OSSP CVS Repository

ossp - ossp-pkg/sio/BRAINSTORM/doc_bucket_brigades.txt
Not logged in
[Honeypot]  [Browse]  [Directory]  [Home]  [Login
[Reports]  [Search]  [Ticket]  [Timeline
  [Raw

ossp-pkg/sio/BRAINSTORM/doc_bucket_brigades.txt
To: new-httpd@apache.org
Subject: bucket brigades and IOL
Date: Fri, 12 Nov 1999 23:57:43 -0800
From: "Roy T. Fielding" <fielding@kiwi.ICS.UCI.EDU>
Message-ID:  <199911122357.aa18914@gremlin-relay.ics.uci.edu>

About two years ago I wasted a lot of time writing an Ada95 library
called Onions that provides a stackable stream abstraction for files,
sockets, etc.  It is at <http://www.ics.uci.edu/pub/websoft/libwww-ada95/>
if you want to take a look at it, but I don't recommend looking at the
code since it is almost all just working around Ada95's lack of a
system interface.  I'll describe the worthwhile bits here.

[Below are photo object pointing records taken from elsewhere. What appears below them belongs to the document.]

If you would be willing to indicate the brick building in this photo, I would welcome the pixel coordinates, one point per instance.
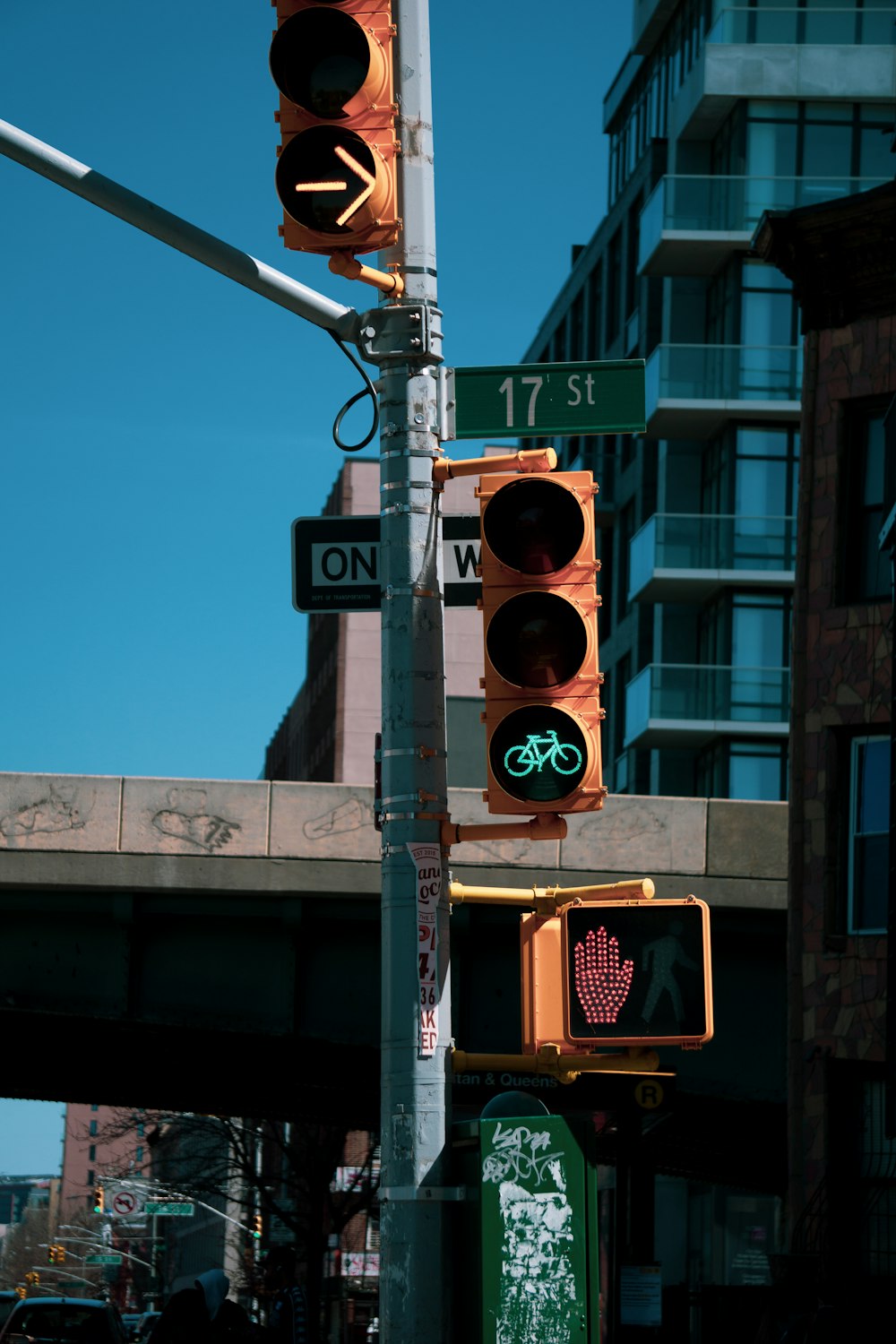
(841, 258)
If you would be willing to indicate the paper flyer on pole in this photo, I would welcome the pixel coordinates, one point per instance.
(427, 860)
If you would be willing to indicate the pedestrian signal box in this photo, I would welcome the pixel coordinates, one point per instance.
(540, 632)
(336, 177)
(637, 973)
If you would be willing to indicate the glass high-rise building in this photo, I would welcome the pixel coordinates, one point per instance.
(718, 115)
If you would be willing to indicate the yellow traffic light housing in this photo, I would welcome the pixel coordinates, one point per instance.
(540, 631)
(336, 177)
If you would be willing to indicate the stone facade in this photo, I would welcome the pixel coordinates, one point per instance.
(840, 258)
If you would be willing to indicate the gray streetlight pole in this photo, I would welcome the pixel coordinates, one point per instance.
(416, 1013)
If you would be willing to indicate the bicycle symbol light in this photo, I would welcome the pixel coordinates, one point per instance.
(538, 609)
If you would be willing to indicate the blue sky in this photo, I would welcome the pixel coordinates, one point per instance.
(160, 426)
(31, 1137)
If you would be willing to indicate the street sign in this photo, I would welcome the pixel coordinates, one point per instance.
(521, 401)
(336, 562)
(124, 1202)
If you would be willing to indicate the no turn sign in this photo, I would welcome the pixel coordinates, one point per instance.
(124, 1203)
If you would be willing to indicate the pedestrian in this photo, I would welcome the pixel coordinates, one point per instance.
(203, 1314)
(288, 1314)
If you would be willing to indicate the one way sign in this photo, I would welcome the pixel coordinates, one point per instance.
(336, 562)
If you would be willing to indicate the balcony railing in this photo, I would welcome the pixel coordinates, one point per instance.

The heart of Onions is the input and output stream object
classes and classwide types for building a data stream via a
stack of stream objects (Input_Pipe and Output_Pipe).  Reading
from the head of an input pipe causes the head stream object
to read from the next outbound stream object, and on down the line.
Likewise for writing to the head of an output pipe.  One of the
main features of streams is that they can filter the data as it
passes, converting, adding to, and/or removing from the data
before giving it to the next object.  Since multiple streams can be
cascaded, the complete data conversion is the sum of the individual
data conversions performed by the stream objects.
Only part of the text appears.